Mistake 1 — Using SELECT * in application code

❌ Wrong — fetches all columns including large unused ones:

SELECT * FROM posts;   -- fetches body (may be megabytes) even if you only need title

✅ Correct — select only needed columns:

SELECT id, title, status, created_at FROM posts;   -- ✓

Mistake 2 — Forgetting ORDER BY with LIMIT/OFFSET

❌ Wrong — results in undefined, inconsistent order:

SELECT id, title FROM posts LIMIT 10;   -- different rows each time without ORDER BY!

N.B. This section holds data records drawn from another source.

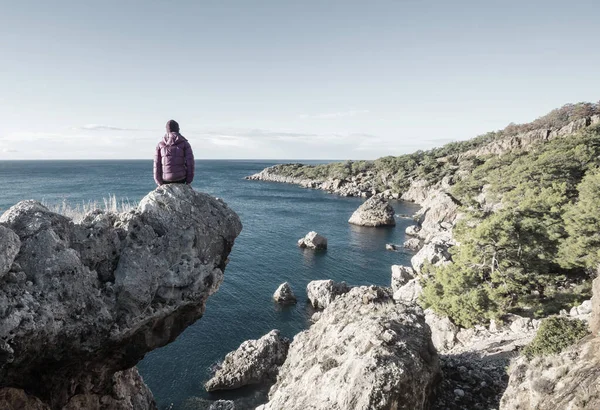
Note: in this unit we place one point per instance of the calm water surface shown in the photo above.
(274, 216)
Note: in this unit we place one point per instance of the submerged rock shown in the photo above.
(322, 292)
(375, 211)
(96, 297)
(313, 240)
(254, 362)
(284, 294)
(365, 353)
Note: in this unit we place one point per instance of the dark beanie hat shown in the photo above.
(172, 126)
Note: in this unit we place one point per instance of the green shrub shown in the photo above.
(554, 335)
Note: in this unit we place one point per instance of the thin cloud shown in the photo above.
(102, 127)
(330, 115)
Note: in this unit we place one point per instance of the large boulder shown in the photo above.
(313, 240)
(82, 302)
(254, 362)
(365, 352)
(284, 294)
(432, 253)
(9, 248)
(322, 292)
(375, 211)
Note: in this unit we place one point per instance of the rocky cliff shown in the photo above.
(568, 380)
(365, 352)
(81, 304)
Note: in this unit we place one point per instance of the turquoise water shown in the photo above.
(275, 216)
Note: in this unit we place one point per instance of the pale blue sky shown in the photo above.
(284, 79)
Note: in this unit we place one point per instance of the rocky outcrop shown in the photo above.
(432, 253)
(375, 211)
(413, 244)
(400, 276)
(568, 380)
(528, 139)
(322, 292)
(313, 240)
(254, 362)
(83, 302)
(284, 294)
(365, 352)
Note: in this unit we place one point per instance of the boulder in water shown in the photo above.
(365, 353)
(313, 240)
(284, 294)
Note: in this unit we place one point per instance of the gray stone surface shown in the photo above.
(365, 353)
(92, 299)
(322, 292)
(9, 248)
(375, 211)
(400, 276)
(254, 362)
(284, 294)
(313, 240)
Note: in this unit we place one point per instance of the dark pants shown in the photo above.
(181, 181)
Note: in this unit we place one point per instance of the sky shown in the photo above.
(282, 79)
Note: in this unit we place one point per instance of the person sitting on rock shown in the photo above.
(174, 158)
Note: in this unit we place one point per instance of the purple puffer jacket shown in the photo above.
(174, 159)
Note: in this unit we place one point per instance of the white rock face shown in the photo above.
(400, 276)
(413, 244)
(433, 253)
(375, 211)
(409, 293)
(322, 292)
(284, 294)
(365, 353)
(313, 240)
(255, 361)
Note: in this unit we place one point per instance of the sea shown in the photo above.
(274, 217)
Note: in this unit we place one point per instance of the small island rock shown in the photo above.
(322, 292)
(375, 211)
(254, 362)
(313, 240)
(284, 294)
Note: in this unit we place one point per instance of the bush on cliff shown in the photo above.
(555, 335)
(515, 257)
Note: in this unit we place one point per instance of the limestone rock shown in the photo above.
(391, 247)
(375, 211)
(365, 352)
(95, 297)
(9, 248)
(284, 294)
(409, 292)
(313, 240)
(435, 254)
(443, 331)
(413, 244)
(565, 381)
(254, 362)
(400, 276)
(322, 292)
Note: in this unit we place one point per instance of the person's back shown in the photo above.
(174, 158)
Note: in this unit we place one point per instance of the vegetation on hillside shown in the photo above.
(536, 251)
(555, 335)
(434, 164)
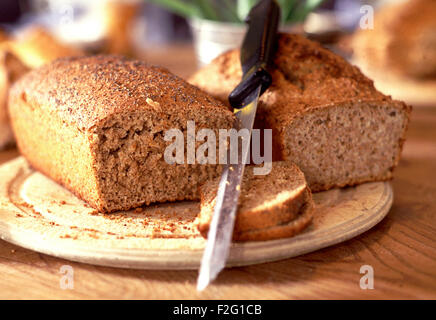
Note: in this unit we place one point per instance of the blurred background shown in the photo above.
(394, 42)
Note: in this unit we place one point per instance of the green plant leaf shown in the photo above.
(286, 8)
(300, 12)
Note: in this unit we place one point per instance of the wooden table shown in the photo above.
(401, 249)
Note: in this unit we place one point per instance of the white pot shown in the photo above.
(211, 38)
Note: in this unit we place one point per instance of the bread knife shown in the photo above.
(257, 52)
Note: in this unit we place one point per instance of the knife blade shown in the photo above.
(257, 51)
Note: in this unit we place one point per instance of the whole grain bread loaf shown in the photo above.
(272, 206)
(325, 115)
(97, 124)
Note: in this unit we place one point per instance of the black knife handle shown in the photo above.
(257, 51)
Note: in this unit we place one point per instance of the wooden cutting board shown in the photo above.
(38, 214)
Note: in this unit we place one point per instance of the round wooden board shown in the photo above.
(38, 214)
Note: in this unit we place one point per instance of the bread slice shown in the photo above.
(325, 115)
(97, 125)
(270, 206)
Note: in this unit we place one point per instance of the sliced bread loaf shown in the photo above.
(97, 125)
(325, 115)
(271, 206)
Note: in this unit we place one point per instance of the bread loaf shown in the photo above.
(325, 115)
(272, 206)
(97, 124)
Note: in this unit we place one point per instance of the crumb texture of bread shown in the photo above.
(97, 124)
(270, 206)
(325, 115)
(11, 68)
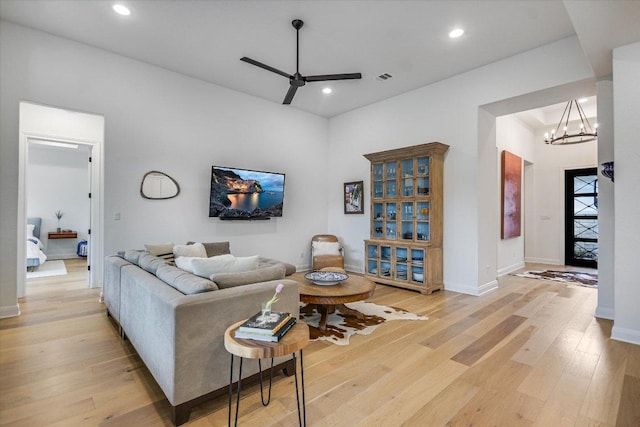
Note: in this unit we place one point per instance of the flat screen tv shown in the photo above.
(245, 194)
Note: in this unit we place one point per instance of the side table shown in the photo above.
(293, 341)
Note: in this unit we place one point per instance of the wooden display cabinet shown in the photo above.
(405, 244)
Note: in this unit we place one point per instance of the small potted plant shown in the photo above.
(58, 215)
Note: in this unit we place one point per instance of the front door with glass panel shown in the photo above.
(581, 217)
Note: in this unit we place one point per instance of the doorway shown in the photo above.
(581, 217)
(70, 127)
(60, 206)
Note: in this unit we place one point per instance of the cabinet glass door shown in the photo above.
(391, 173)
(401, 263)
(407, 221)
(422, 221)
(407, 178)
(385, 261)
(378, 221)
(372, 259)
(378, 183)
(417, 265)
(422, 177)
(391, 210)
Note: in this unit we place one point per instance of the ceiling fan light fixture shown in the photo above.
(298, 80)
(584, 133)
(455, 33)
(121, 9)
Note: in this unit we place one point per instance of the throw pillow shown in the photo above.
(325, 248)
(184, 282)
(184, 263)
(229, 280)
(149, 262)
(163, 250)
(215, 248)
(195, 250)
(205, 267)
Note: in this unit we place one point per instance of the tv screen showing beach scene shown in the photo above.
(245, 194)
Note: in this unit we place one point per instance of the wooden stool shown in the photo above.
(293, 341)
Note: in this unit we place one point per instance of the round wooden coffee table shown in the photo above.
(327, 298)
(293, 341)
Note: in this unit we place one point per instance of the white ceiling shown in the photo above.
(407, 39)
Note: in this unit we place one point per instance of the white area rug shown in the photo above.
(340, 326)
(48, 269)
(579, 278)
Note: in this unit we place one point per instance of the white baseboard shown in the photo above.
(10, 311)
(605, 313)
(354, 268)
(509, 269)
(471, 290)
(303, 267)
(632, 336)
(70, 255)
(544, 261)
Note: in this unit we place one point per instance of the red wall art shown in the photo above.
(511, 180)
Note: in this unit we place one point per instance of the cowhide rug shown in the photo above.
(341, 326)
(570, 277)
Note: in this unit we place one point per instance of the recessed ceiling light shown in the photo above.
(454, 34)
(121, 10)
(54, 143)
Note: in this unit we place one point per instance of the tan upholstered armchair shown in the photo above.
(326, 251)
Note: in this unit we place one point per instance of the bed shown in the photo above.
(35, 256)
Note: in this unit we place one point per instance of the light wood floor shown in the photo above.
(529, 354)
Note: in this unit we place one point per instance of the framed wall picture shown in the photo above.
(511, 181)
(354, 197)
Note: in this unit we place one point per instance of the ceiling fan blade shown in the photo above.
(333, 77)
(266, 67)
(289, 96)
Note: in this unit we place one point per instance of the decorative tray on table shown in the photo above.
(326, 278)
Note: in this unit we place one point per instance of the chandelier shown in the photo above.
(584, 133)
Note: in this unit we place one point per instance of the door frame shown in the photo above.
(62, 125)
(569, 175)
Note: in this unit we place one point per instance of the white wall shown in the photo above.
(516, 137)
(547, 213)
(159, 120)
(58, 179)
(447, 111)
(626, 99)
(606, 218)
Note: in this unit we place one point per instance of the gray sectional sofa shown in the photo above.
(176, 320)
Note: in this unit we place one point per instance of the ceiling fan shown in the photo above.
(298, 80)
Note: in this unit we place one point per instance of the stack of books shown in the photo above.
(271, 329)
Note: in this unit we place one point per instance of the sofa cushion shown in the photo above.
(269, 262)
(195, 250)
(215, 248)
(132, 255)
(184, 263)
(205, 267)
(150, 263)
(184, 282)
(163, 250)
(230, 280)
(325, 248)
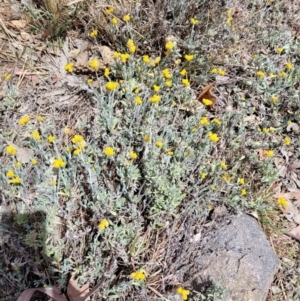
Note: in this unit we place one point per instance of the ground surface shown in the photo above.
(149, 165)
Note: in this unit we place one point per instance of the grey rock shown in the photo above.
(238, 256)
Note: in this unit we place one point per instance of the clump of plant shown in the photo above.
(153, 155)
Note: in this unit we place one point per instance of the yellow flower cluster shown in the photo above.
(111, 86)
(79, 143)
(69, 67)
(194, 21)
(282, 202)
(94, 64)
(109, 151)
(207, 101)
(220, 71)
(167, 73)
(213, 137)
(133, 155)
(131, 46)
(11, 150)
(138, 275)
(23, 120)
(94, 33)
(183, 293)
(123, 56)
(103, 224)
(188, 57)
(154, 98)
(58, 163)
(35, 135)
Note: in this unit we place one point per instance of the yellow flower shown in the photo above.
(221, 72)
(155, 98)
(194, 21)
(229, 20)
(77, 151)
(114, 21)
(287, 140)
(282, 74)
(146, 59)
(126, 18)
(66, 130)
(266, 130)
(177, 61)
(124, 57)
(7, 76)
(183, 72)
(139, 275)
(133, 155)
(269, 153)
(289, 66)
(35, 135)
(217, 121)
(207, 102)
(10, 174)
(168, 83)
(69, 67)
(109, 151)
(130, 43)
(188, 57)
(94, 33)
(282, 202)
(94, 64)
(159, 143)
(169, 45)
(11, 150)
(110, 86)
(106, 72)
(132, 49)
(183, 293)
(260, 74)
(138, 100)
(223, 165)
(185, 82)
(155, 88)
(51, 138)
(204, 121)
(213, 137)
(15, 180)
(167, 73)
(155, 61)
(103, 224)
(18, 164)
(53, 182)
(203, 175)
(58, 163)
(109, 11)
(23, 120)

✅ Correct — always specify ORDER BY when paginating:

SELECT id, title FROM posts ORDER BY created_at DESC LIMIT 10;   -- ✓

Mistake 3 — Using double quotes for string values

❌ Wrong — double quotes mean identifier, not string:

SELECT id FROM users WHERE email = "alice@example.com";
-- ERROR: column "alice@example.com" does not exist

✅ Correct — single quotes for string literals:

SELECT id FROM users WHERE email = 'alice@example.com';   -- ✓

Quick Reference

Pattern SQL
All columns SELECT * FROM table
Named columns SELECT col1, col2 FROM table
Column alias SELECT col AS alias FROM table
Remove duplicates SELECT DISTINCT col FROM table
Limit results SELECT ... LIMIT n OFFSET m
String concat col1 || ' ' || col2
Type cast col::type or CAST(col AS type)

🧠 Test Yourself

You query SELECT id, title FROM posts LIMIT 10 without ORDER BY. On the first request you get posts 1–10. On the second request after a new post is inserted, what might you get?